Like Plazas in other cities it defines New York as a center of culture and achievement.
On the north side of the Plaza stands a brightly gilded bronze statue of the Union General William Tecumseh Sherman, the individual given much of the credit for ending the Civil War.
His 1864 March to the Sea through the southern states dispersed the Confederacy and shattered their resistance.
On the southern side opposite the Plaza Hotel stands the Pulitzer Memorial Fountain, a gift of the publisher of the old New York World.
At the high peak of this tiered marble fountain stands the bronze statue of Pomona, the Roman goddess of abundance clearly a prophetic tribute to the growth and magnificence of the surrounding area upon which she gazes.

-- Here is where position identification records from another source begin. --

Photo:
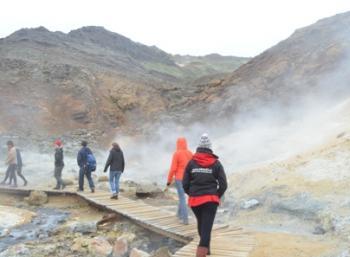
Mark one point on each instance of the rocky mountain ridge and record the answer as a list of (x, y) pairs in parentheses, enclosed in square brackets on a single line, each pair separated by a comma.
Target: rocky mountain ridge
[(90, 78)]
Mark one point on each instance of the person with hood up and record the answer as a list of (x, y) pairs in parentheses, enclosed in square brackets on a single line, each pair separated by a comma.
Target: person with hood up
[(179, 161), (84, 170), (59, 164), (205, 183), (116, 165), (19, 167), (11, 161)]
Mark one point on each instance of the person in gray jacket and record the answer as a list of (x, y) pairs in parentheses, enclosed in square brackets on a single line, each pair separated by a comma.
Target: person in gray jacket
[(11, 161), (116, 165), (59, 164)]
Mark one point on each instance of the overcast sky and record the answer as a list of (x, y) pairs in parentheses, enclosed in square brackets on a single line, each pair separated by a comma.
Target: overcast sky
[(196, 27)]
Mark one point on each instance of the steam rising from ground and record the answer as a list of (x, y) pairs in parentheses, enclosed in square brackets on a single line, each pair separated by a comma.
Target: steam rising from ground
[(262, 136), (268, 134)]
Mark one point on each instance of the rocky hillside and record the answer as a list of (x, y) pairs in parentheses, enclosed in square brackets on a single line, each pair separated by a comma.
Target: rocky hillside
[(199, 66), (313, 62), (90, 78)]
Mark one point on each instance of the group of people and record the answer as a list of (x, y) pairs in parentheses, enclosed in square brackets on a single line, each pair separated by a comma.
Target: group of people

Her back faced the former Vanderbilt Mansion that occupied the space now inhabited by Bergdorf Goodman, a fact not lost on historians who have read much into the placement.
The bisected Plaza was influenced by the layout of the Place de la Concorde in Paris.
The halves are bordered on their curved ends by Bradford Callery pear trees and in the spring their blooms fall to the ground making a dazzling white carpet for the carriages and pedestrians that pass beneath.
Followed shortly afterward by the later blooming tulips the Plaza glows with these colorful blooms which rise up from the flower beds located on the far corner perimeter.